[RFC v2 02/22] drm: Add Enhanced Gamma and color lut range attributes

Fri Nov 5 11:49:47 UTC 2021

On Thu, Nov 04, 2021 at 12:27:56PM -0400, Harry Wentland wrote:
> 
> 
> On 2021-11-04 04:38, Pekka Paalanen wrote:
> > On Wed, 3 Nov 2021 11:08:13 -0400
> > Harry Wentland <harry.wentland at amd.com> wrote:
> > 
> >> On 2021-09-06 17:38, Uma Shankar wrote:
> >>> Existing LUT precision structure is having only 16 bit
> >>> precision. This is not enough for upcoming enhanced hardwares
> >>> and advance usecases like HDR processing. Hence added a new
> >>> structure with 32 bit precision values.
> >>>
> >>> This also defines a new structure to define color lut ranges,
> >>> along with related macro definitions and enums. This will help
> >>> describe multi segmented lut ranges in the hardware.
> >>>
> >>> Signed-off-by: Uma Shankar <uma.shankar at intel.com>
> >>> ---
> >>>  include/uapi/drm/drm_mode.h | 58 +++++++++++++++++++++++++++++++++++++
> >>>  1 file changed, 58 insertions(+)
> >>>
> >>> diff --git a/include/uapi/drm/drm_mode.h b/include/uapi/drm/drm_mode.h
> >>> index 90c55383f1ee..1079794c86c3 100644
> >>> --- a/include/uapi/drm/drm_mode.h
> >>> +++ b/include/uapi/drm/drm_mode.h
> >>> @@ -903,6 +903,64 @@ struct hdr_output_metadata {
> >>>  	};
> >>>  };
> >>>  
> >>> +/*
> >>> + * DRM_MODE_LUT_GAMMA|DRM_MODE_LUT_DEGAMMA is legal and means the LUT
> >>> + * can be used for either purpose, but not simultaneously. To expose
> >>> + * modes that support gamma and degamma simultaneously the gamma mode
> >>> + * must declare distinct DRM_MODE_LUT_GAMMA and DRM_MODE_LUT_DEGAMMA
> >>> + * ranges.
> >>> + */
> >>> +/* LUT is for gamma (after CTM) */
> >>> +#define DRM_MODE_LUT_GAMMA BIT(0)
> >>> +/* LUT is for degamma (before CTM) */
> >>> +#define DRM_MODE_LUT_DEGAMMA BIT(1)

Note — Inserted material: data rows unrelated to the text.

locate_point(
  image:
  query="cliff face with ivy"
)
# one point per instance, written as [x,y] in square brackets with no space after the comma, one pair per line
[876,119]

> >>> +/* linearly interpolate between the points */
> >>> +#define DRM_MODE_LUT_INTERPOLATE BIT(2)
> >>> +/*
> >>> + * the last value of the previous range is the
> >>> + * first value of the current range.
> >>> + */
> >>> +#define DRM_MODE_LUT_REUSE_LAST BIT(3)
> >>> +/* the curve must be non-decreasing */
> >>> +#define DRM_MODE_LUT_NON_DECREASING BIT(4)
> >>> +/* the curve is reflected across origin for negative inputs */
> >>> +#define DRM_MODE_LUT_REFLECT_NEGATIVE BIT(5)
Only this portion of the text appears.